The Cone Carbon Sepia (now called Carbon K7) is the only full carbon inkset produced by Jon, AFAIK. As such, it's incredibly lightfast and this is well demonstrated in the AaI&A database. But this Carbon K7 longevity performance is in a class by itself and thus not to be confused with all the other monochrome Piezography shades that must add colored pigments to neutralize the warm full carbon hue. These tints are most likely incorporating the Cone magenta pigment now showing weakness in the full Color set. Magenta colorant dropping out first leaving full carbon backbone in the print explains the typical initial green shift we see in the testing of the other Piezography ink sets followed by a slowing down and stabilization in the overall fade rate after that (in other words, a classic fade rate bifurcation due to mixing of a less stable colorant with a more stable one to create the ink's desired initial hue and chroma values).
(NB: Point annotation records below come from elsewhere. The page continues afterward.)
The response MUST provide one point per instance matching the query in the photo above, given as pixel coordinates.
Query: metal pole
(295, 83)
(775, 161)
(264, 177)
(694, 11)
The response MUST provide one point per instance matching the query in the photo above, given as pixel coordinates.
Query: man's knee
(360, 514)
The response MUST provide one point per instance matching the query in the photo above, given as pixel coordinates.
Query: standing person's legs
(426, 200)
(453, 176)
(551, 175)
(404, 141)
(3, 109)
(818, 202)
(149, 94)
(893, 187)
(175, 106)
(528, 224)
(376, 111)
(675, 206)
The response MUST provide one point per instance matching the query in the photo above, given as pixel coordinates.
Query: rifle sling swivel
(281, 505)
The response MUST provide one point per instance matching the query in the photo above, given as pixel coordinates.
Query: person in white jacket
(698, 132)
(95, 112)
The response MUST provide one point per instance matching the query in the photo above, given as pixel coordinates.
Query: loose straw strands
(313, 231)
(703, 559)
That's what I suspected. In other words, the coloured pigments quickly fade away, leaving the pure carbon print behind as a permanent print that essentially never fades. One may as well have just printed with the pure carbon inks in the first place.
The thing is, carbon nanoparticles, like all other nanoparticles, can produce different hues, depending on the exact size of the particle. By grinding the carbon to different sizes, you could produce a range of pure carbon inks varying in hue from very warm to very cool, and they'd all be as stable as each other. Similarly, using nanoparticles of gold, silver sulfides and selenides, and other chemically-unreactive and UV-resistant materials, it's possible to produce every shade and hue from bright red, to greens and blues, all the way to deep violet - and even infrared and ultraviolet 'colours', if you wanted to.
I'd say that, for archival and ultra-stable inks at least, nanoparticle 'pigments' relying on the quantum properties of light and interactions with small particles of chemically- and UV-inert, non-catalysing substances, are the future, rather than traditional chemical pigments.
Hence, the more neutral piezography sets are only moderately light fast, not a disaster by any means,
I guess it depends what standards of lightfastness you're using. Certainly, they'll quickly change colour, to that of a pure carbon ink. But, once there, it will stay that way forever - the final image isn't going anywhere.
but one is nevertheless better off with HP, Canon, and Epson OEM black inks as far as light fade resistance is concerned when trying to print neutral or near neutral B&W. Even Epson ABW mode with much magenta and yellow added to create a heavy sepia image tint still outperforms the majority of the Piezography ink sets except the full carbon K7. Please note, I'm remarking on light fade performance. Point is already well taken and duly noted that the 6 and 7 channel Piezography image quality is a very good incentive in its own right for discerning printmakers to want to use the Piezography ink systems, but the printmaker must nevertheless weigh the perceived nuances in image quality against the moderate but not great light fade resistance of many of the Piezography blends.
Is it?
As far as I am aware, the problem is the lightfastness of the coloured pigment component in the neutral and cool inks. The black carbon pigment component of the inks is more durable than anything else out there. So, instead of using HP/Canon/Epson black inks, would it not be more sensible to continue using the ultra-permanent carbon Cone inks, toning them to a more neutral colour using the ultra-stable HP inks, rather than using the OEM inks alone? That way, the colour would still slowly shift to the warm black of pure carbon (but much more slowly than the Cone non-pure-carbon inks), but, unlike with the OEM inks, once they turned warm black, they would stay that way forever without fading.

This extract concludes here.